Напрасно более опасливые и благоразумные старые стрельцы пытались осторожно уговорить толпу, остеречь её от того, что ждёт бунтовщиков в случае неудачи.
— Не слушайте их… Это предатели, подкупни боярские… На каланчу их — да вниз кидайте… Мы тута примем окаянных… За оружие беритесь… Теперь по домам, за мушкетами, за пиками… Всем с припасом воинским идти на сход… — Так кричали зачинщики.
Напуганные угрозой, смолкли те, кто думал удержать живую лавину без вина опьянелых, обездоленных людей.

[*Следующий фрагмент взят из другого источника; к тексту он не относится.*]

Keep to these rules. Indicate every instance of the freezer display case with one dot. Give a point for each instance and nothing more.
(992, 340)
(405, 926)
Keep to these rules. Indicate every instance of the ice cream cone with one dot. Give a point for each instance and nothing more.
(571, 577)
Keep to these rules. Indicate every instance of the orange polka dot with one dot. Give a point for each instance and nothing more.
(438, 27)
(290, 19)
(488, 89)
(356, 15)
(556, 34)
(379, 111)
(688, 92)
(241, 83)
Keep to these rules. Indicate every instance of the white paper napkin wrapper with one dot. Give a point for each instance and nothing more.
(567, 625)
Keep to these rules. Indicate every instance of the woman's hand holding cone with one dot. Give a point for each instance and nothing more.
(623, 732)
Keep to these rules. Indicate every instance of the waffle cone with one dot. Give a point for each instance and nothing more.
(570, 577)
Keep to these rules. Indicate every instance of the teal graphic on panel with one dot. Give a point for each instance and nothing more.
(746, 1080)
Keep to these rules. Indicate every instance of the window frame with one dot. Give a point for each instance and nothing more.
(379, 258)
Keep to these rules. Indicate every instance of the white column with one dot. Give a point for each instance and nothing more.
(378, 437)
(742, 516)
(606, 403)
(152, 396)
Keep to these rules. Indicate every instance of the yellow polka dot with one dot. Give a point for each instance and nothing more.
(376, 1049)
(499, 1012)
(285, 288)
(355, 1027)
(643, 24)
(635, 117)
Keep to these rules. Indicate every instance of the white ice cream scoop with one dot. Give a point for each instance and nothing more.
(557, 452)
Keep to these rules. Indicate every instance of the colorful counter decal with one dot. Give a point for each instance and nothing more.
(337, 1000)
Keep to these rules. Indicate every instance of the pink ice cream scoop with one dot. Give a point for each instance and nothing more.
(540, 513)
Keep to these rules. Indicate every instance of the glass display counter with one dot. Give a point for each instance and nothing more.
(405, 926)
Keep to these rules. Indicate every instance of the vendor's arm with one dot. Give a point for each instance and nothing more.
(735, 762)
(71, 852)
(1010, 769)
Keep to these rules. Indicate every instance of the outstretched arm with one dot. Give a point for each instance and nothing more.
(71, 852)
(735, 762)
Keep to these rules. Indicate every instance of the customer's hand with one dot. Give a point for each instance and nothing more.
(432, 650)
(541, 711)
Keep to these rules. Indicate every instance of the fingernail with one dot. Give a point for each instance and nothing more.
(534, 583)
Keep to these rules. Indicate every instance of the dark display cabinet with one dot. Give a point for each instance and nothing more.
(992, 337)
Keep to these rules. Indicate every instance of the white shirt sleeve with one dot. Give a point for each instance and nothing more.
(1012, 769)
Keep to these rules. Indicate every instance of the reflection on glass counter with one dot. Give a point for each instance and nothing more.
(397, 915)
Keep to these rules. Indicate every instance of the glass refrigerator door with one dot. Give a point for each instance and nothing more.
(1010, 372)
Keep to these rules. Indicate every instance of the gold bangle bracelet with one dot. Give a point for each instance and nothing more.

Всю ночь почти длился сход грибоедовцев. Поскакали отсюда гонцы в другие полки. Везде почва была готова и товарищам обещали немедленную помощь против притеснителей: начальников и приказных бояр…
Наутро первосоветникам-боярам сообщили очень тревожную весть:
— Шпыня доносят: шестнадцать полков согласились с грибоедовскими стрельцами. Да к им же пристал солдацкий Бутырский полк… И заставили приставов своих заодно идти, а попы ихние, все больше — староверские, кресты и Евангелие выносили. На том Евангелии да на кресте все присягали: друг за дружку стоять до самой смерти. Всех-де не казнят. Москву без стрельцов не оставят… И коли бояре полковников на правеж не поставят, иску стрелецкаво не выполнят, самим надо начать расправу с кровопийцами, со мздоимцами-начальниками… А починая с перваго Ивана Языкова, ворам потатчика, да кончая князем Михайлой Долгоруким, што и сам правды стрельцам не даёт, и отца-старика с пути сбивает…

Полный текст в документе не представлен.